Let $R $ be a commutative ring with 1 and $s $ a nonnilpotent element of $R $ such that for each idempotent $e $ of $R $ there exists a natural number $n_e $ such that either $s^{n_e}e=0$ or $s^{n_e}(1-e)=0$. Can we deduce that for each idempotent $e$ of $R$ either $s^me=0$ or $s^m(1-e)=0$ for a fix natural number $m $?

No. Consider the subring $R\subseteq\prod_{n\geq 1}\mathbb R[x]/(x^n)$ consisting of sequences $(a_n)$ whose constant terms converge to some limit. Let $s=(x,x,x,\dots)$. Then $s$ is nonnilpotent, since $s^n$ has nonzero coefficient in $\mathbb R[x]/(x^{n+1})$.

Now every idempotent $e$ in $R$ is equal to $0$ or $1$ in each coordinate, and is eventually constant.
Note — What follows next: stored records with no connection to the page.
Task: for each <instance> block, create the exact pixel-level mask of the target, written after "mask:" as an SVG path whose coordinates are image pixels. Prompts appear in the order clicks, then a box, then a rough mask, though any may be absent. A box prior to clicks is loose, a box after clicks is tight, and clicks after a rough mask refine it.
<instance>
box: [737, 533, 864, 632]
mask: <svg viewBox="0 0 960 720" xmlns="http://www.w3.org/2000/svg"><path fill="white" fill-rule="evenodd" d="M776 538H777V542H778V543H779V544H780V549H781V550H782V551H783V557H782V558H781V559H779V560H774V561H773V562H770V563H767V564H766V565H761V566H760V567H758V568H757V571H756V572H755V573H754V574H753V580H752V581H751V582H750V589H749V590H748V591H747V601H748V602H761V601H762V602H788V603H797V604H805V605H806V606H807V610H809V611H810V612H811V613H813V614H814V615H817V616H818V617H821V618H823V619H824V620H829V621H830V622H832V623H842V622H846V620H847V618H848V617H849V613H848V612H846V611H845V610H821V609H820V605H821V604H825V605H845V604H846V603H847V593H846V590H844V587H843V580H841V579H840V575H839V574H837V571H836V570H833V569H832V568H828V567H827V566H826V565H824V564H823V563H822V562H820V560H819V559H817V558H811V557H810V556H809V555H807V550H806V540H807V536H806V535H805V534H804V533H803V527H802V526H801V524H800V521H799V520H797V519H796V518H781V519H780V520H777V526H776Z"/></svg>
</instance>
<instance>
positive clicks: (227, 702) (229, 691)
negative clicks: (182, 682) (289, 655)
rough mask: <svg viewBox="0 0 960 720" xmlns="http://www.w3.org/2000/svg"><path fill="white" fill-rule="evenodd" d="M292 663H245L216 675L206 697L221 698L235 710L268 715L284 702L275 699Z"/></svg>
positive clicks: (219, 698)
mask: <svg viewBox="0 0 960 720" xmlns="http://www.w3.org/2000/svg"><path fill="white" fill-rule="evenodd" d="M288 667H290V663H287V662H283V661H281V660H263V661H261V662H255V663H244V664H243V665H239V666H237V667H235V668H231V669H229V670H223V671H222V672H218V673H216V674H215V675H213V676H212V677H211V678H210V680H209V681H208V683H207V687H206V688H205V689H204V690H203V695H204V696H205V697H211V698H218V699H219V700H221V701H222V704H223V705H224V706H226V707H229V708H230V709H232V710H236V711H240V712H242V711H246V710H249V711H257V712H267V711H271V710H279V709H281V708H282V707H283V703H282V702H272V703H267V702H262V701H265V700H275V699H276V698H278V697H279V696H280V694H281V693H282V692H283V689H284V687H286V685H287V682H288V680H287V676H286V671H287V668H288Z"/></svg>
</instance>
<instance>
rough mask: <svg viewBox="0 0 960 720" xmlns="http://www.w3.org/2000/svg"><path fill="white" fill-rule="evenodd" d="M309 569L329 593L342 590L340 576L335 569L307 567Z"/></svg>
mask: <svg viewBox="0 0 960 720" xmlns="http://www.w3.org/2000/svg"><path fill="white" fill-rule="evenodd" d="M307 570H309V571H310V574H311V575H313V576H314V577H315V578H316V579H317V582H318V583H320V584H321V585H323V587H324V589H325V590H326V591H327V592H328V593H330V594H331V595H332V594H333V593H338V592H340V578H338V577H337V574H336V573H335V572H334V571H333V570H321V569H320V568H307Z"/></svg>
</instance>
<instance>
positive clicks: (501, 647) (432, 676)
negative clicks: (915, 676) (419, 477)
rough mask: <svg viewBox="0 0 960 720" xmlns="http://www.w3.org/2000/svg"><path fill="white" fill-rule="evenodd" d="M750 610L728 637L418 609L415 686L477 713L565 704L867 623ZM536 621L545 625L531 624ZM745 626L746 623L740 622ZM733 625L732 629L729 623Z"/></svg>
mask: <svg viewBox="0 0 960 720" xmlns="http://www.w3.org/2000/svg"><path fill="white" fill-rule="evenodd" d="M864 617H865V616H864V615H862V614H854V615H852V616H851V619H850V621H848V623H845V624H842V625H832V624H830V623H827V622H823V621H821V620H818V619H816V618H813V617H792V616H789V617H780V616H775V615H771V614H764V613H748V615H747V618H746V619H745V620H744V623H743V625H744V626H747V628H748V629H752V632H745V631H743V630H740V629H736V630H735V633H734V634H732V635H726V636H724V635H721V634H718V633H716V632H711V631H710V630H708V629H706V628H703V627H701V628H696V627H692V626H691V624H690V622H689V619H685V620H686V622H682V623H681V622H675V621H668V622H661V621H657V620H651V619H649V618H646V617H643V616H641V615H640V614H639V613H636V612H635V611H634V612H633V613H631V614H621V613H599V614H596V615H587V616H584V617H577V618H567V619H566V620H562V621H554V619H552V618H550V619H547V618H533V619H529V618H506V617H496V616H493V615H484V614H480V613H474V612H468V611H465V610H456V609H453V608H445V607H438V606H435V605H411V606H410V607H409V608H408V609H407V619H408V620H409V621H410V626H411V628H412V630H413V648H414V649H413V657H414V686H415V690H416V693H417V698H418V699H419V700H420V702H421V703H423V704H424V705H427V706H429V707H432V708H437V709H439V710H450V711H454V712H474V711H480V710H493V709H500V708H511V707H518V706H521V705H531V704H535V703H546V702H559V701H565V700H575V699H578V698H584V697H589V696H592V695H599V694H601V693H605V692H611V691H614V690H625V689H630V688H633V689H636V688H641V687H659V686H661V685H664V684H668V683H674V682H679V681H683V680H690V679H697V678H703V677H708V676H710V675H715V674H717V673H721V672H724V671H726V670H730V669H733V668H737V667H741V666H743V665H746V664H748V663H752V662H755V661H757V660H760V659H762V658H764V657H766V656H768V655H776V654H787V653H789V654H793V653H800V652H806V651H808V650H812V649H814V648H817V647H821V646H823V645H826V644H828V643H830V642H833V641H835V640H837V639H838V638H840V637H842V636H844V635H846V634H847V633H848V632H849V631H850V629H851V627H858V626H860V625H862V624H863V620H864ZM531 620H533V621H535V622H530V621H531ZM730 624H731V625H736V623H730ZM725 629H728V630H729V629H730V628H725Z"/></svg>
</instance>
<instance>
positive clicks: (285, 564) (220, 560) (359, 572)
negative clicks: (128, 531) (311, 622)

Replacing $e$ with $1-e$ if necessary, assume $e=(e_n)$ satisfies $e_n=0$ for $n>N$. Then $s^Ne=0$.

However, for $e=(1,\dots,1,0,0,\dots)$ with $n$ ones we have $s^{n-1}e\neq 0,s^{n-1}(1-e)\neq 0$, so we cannot pick one exponent for all idempotents.